Chez un bébé ou un jeune enfant, l'intoxication peut se traduire par une somnolence inhabituelle, des pleurs difficiles à calmer ou des vomissements, des signes qu'il vaut mieux ne jamais négliger en voyage. C'est pourquoi il est utile de garder à portée de main une trousse de premiers secours pensée pour la route, comme celle détaillée dans la liste de pharmacie de vacances validée par un pédiatre, même si aucun médicament ne traite une intoxication au CO.
En cas de suspicion, la conduite à tenir est toujours la même : aérer immédiatement en ouvrant portes et fenêtres, couper l'appareil à combustion si cela est possible sans danger, faire sortir tout le monde du véhicule, puis appeler les secours en composant le 15, le 18 ou le 112. Une intoxication sévère peut évoluer vers un coma en quelques minutes seulement ; il ne faut donc jamais attendre que les symptômes s'aggravent avant d'agir.
Détecteur CO et check-list avant le départ
Un détecteur de monoxyde de carbone ne remplace pas une bonne aération, mais il donne une alerte sonore avant que la concentration ne devienne dangereuse, y compris pendant le sommeil. Pour un camping-car, mieux vaut choisir un modèle spécifiquement conçu pour le CO plutôt qu'un simple détecteur de fumée, et respecter les préconisations du fabricant sur la hauteur d'installation, généralement entre 30 et 150 cm, à l'écart des appareils de cuisson et des zones très humides.

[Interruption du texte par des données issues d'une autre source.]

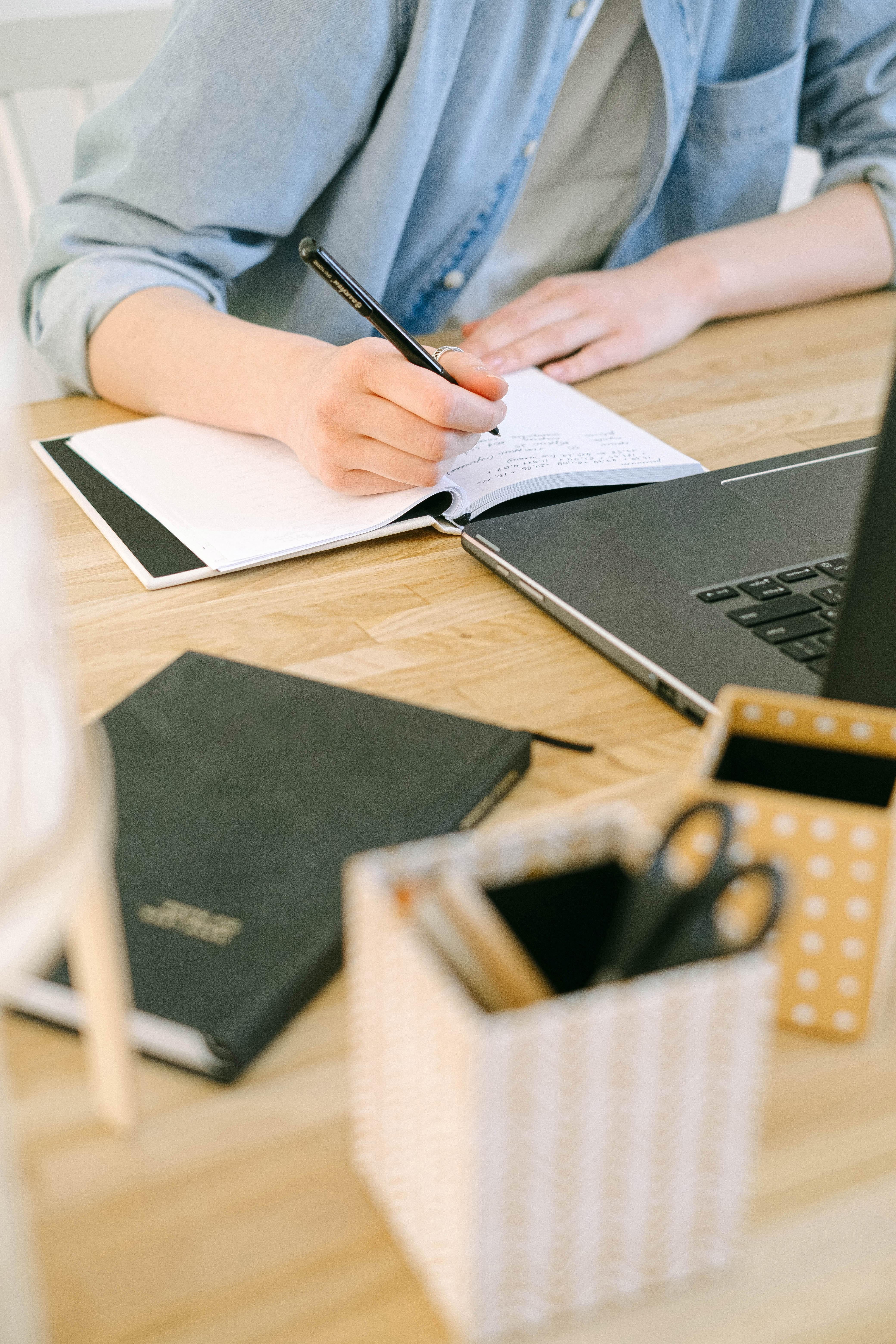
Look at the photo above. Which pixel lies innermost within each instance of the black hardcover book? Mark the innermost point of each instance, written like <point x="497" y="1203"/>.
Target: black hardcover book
<point x="241" y="792"/>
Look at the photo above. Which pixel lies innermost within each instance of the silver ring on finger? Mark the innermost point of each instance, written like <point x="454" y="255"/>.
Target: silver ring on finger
<point x="444" y="350"/>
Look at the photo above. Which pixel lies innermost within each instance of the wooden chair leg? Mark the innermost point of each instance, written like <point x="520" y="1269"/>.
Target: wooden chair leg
<point x="21" y="1314"/>
<point x="99" y="964"/>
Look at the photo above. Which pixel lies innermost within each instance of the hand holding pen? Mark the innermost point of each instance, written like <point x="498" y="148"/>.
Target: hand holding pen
<point x="375" y="421"/>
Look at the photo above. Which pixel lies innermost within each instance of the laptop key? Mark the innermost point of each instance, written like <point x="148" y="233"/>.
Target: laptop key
<point x="831" y="596"/>
<point x="765" y="589"/>
<point x="795" y="628"/>
<point x="804" y="651"/>
<point x="718" y="595"/>
<point x="797" y="576"/>
<point x="837" y="569"/>
<point x="777" y="608"/>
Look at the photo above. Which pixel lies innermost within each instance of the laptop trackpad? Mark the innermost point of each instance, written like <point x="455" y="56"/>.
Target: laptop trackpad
<point x="821" y="496"/>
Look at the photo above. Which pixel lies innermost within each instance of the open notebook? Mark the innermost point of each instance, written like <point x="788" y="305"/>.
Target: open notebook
<point x="182" y="502"/>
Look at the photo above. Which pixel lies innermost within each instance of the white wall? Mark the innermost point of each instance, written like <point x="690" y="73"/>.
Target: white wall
<point x="50" y="127"/>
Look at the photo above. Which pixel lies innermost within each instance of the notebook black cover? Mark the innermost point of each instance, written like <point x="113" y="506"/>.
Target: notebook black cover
<point x="241" y="792"/>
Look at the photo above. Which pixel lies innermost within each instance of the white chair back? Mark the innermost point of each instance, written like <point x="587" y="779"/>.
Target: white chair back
<point x="75" y="53"/>
<point x="57" y="831"/>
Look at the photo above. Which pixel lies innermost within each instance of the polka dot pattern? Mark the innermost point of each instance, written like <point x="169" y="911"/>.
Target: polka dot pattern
<point x="842" y="904"/>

Deux points de vigilance avant chaque saison :
- Tester le bouton de contrôle du détecteur et vérifier la date de péremption du capteur, qui s'use avec le temps même sans déclenchement d'alarme ;
- Faire contrôler l'installation gaz et le chauffage par un professionnel, en particulier après un hivernage prolongé du véhicule.
Pour une famille qui découvre le camping-car ou repart chaque été vers le camping en pleine nature avec un tout-petit, ce contrôle de départ prend quelques minutes et peut éviter une nuit qui tourne mal. Beaucoup de propriétaires découvrent l'existence de ces détecteurs seulement au moment du contrôle technique ou après un incident : autant s'en équiper avant de prendre la route plutôt qu'après.
Vos questions fréquentes concernant le monoxyde de carbone en camping-car
1. Un détecteur de monoxyde de carbone est-il obligatoire en camping-car ?
Il n'existe pas d'obligation nationale généralisée à ce jour, mais son installation est fortement recommandée par les professionnels et les autorités sanitaires, tant les espaces clos d'un camping-car concentrent rapidement le gaz en cas de mauvaise combustion ou d'aération insuffisante.
2. Peut-on laisser le chauffage allumé toute la nuit en dormant ?
Les recommandations officielles limitent l'usage continu d'un chauffage d'appoint à combustible à deux heures maximum et déconseillent de le laisser fonctionner sans surveillance pendant le sommeil, sauf pour les systèmes fixes du véhicule correctement entretenus et ventilés.
3. Le monoxyde de carbone peut-il provenir du réfrigérateur du camping-car ?
Oui, un réfrigérateur à absorption fonctionnant au gaz peut émettre du CO en cas de dysfonctionnement du brûleur, d'où l'intérêt d'un entretien régulier et d'une bonne aération de son compartiment, même si l'appareil semble fonctionner normalement.
4. Quels sont les premiers gestes si on soupçonne une intoxication ?
Ouvrir immédiatement portes et fenêtres, arrêter l'appareil suspect, faire sortir toutes les personnes présentes à l'air libre, puis contacter les secours sans attendre une aggravation des symptômes.
Conclusion
Le monoxyde de carbone reste l'un des risques les moins visibles des vacances en camping-car, précisément parce qu'il ne s'annonce ni par une odeur ni par une gêne immédiate. Une bonne aération, un entretien annuel du chauffage et un détecteur adapté suffisent, dans la grande majorité des cas, à transformer un danger réel en un risque parfaitement maîtrisé. De quoi profiter des étapes de la route et des soirées fraîches sans y penser.